Once the Coastal and Inland Shipping (Cabotage) Act, 2003 was signed into law, it was only a matter of time before the Local Content Act would come into effect and the rest is now history.
But it was not so simple. A policy of indigenous participation was only one half of the equation. Nigerian oil servicing companies needed to step up to the plate and prove they had the capacity to play in the big league and it was a case of preparation meeting opportunity for those already in the fray. The oil servicing business demanded expertise and experience as well as financial capacity and political will to make it happen.
The political will was provided by the establishment of the (NCMB), which was charged with the responsibility of managing the coordination, monitoring and implementation of the new Local Content law.
Century Group, where I administer and execute strategy has been in operation since 2002, were thus in prime position to demonstrate capacity to play in the new dispensation. 10 years down the line, Century Energy Services Limited, a member of the Century Group and others like Tecon Oil Services, Delta Marine Oil Services Ltd, Damagix Nigeria Limited, Ciscon Services, Chrome Oil, Denca Services, AOS Orwell, Petrok Oil and Gas, Tricon, Maerlin Ltd, etc., has demonstrated that Nigerian companies can provide bespoke and world class oil servicing support to the industry.
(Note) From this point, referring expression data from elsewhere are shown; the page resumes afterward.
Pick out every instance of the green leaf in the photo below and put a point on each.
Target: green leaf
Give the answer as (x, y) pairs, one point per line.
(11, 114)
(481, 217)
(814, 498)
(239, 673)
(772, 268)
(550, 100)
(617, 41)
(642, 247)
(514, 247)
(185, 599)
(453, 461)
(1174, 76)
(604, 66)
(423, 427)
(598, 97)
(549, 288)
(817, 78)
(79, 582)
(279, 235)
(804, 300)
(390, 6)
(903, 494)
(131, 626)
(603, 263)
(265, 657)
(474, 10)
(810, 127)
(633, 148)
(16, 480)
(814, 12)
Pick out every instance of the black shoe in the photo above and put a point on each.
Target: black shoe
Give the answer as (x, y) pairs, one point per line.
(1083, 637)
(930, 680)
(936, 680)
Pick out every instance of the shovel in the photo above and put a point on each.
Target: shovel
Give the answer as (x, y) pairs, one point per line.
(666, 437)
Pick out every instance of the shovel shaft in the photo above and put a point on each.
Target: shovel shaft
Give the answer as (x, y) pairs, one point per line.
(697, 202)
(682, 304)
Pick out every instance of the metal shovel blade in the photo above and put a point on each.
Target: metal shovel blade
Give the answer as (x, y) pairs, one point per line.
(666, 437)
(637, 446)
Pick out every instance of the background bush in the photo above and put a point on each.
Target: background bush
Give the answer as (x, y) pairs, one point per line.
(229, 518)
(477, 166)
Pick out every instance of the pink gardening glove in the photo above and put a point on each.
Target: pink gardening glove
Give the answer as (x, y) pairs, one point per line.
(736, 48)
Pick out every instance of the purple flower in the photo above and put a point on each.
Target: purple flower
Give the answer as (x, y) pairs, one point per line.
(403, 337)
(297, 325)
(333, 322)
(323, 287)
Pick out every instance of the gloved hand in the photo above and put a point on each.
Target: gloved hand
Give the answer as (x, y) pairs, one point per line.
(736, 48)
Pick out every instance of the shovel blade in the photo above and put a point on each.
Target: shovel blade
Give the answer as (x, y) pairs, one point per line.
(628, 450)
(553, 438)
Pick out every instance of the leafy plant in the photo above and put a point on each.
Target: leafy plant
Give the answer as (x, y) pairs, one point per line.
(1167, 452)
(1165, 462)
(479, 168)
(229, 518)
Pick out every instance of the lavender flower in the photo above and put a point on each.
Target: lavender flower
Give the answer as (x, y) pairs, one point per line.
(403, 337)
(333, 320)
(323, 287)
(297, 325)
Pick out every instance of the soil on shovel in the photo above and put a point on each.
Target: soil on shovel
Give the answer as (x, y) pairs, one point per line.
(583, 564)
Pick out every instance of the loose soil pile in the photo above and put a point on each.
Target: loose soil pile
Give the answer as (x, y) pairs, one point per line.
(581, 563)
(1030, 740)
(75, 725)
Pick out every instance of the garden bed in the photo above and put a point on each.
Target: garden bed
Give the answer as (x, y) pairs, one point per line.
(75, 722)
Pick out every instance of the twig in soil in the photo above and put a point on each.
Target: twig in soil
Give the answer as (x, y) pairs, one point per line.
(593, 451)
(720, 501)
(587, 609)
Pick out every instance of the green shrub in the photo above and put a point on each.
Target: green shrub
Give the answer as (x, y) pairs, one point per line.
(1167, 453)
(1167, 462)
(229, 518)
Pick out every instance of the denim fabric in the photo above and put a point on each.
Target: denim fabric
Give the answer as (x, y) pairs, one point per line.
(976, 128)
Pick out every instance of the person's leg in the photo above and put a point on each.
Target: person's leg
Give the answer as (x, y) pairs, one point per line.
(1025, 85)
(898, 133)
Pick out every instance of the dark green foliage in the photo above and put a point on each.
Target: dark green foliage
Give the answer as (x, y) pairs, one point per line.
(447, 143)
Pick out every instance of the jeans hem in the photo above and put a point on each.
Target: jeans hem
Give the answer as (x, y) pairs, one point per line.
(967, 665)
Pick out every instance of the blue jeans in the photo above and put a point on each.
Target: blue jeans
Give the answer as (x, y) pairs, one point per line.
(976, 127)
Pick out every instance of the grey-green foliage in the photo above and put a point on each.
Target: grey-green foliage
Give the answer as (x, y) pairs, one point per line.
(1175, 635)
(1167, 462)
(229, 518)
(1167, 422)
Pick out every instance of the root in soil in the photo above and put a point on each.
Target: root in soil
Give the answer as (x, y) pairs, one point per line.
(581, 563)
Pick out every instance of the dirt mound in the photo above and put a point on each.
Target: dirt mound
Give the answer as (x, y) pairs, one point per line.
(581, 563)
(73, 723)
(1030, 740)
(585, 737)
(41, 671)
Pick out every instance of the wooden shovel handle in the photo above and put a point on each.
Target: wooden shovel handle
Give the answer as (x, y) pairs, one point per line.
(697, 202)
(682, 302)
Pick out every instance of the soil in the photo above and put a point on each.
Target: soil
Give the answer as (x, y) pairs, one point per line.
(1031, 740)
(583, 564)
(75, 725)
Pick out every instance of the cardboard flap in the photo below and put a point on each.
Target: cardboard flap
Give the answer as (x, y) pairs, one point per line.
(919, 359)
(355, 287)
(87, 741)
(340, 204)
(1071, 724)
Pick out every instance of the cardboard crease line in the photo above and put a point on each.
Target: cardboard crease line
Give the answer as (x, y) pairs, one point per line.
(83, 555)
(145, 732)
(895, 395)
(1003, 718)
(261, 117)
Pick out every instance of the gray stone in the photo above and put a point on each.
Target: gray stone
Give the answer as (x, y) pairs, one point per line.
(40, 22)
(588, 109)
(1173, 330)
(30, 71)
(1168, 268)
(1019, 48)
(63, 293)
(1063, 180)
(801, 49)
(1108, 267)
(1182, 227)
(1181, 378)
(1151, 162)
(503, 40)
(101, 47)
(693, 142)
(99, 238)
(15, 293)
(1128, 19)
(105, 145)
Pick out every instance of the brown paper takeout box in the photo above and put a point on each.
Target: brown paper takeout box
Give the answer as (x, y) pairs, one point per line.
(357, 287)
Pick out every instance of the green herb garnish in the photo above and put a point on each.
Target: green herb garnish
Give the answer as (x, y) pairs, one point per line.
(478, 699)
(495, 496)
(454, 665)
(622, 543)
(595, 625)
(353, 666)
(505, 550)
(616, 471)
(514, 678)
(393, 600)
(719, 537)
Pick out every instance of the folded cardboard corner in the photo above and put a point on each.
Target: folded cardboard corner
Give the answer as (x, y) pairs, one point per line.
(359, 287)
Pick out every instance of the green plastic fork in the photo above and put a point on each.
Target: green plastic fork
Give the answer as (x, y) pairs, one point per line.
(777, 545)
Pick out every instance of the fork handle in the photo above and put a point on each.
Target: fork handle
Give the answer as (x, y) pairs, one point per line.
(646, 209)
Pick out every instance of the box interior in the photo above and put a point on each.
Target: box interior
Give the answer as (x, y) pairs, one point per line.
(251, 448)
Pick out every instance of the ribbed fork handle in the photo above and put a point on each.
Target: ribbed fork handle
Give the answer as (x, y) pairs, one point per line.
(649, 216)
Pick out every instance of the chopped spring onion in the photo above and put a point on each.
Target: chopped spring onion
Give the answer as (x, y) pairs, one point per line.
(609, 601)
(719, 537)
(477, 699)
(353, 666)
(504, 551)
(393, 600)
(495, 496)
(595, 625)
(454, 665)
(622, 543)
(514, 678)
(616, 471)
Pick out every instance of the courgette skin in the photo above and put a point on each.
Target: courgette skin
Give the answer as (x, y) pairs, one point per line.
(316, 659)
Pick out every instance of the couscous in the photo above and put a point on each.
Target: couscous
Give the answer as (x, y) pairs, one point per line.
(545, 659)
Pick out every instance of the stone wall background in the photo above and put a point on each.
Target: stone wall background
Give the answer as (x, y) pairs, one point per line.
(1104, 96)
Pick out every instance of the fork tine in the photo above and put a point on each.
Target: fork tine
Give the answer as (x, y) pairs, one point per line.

A recent news report with the caption – “Nigeria saves $2bn on LNG Train 7 through Local Content development” and quoting Mr. Simbi Wabote, Executive Secretary, (NCDMB) was the trigger for this rumination. The piece noted that Nigeria has saved “$2 billion on Engineering Procurement and Construction (EPC) contract for Nigeria LNG Train 7 Project” through implementation of the Nigerian Oil and Gas Industry Content Development (NOGICD) Act.
This is great news for an industry that is creating job opportunities, fostering economic prosperity and halting capital flight as well as ample demonstration of the Nigerian spirit of enterprise. The value creation and exchange that companies like Century Group, PFL Engineering, First Marine, IGPES Gas & Power have been able to contribute using local resources is phenomenal. The capacity, experience and aggregate assets that are now owned by indigenous companies proves how far the local content policy has come.
*Ken Etete, Group CEO of Century Energy, writes from Lagos.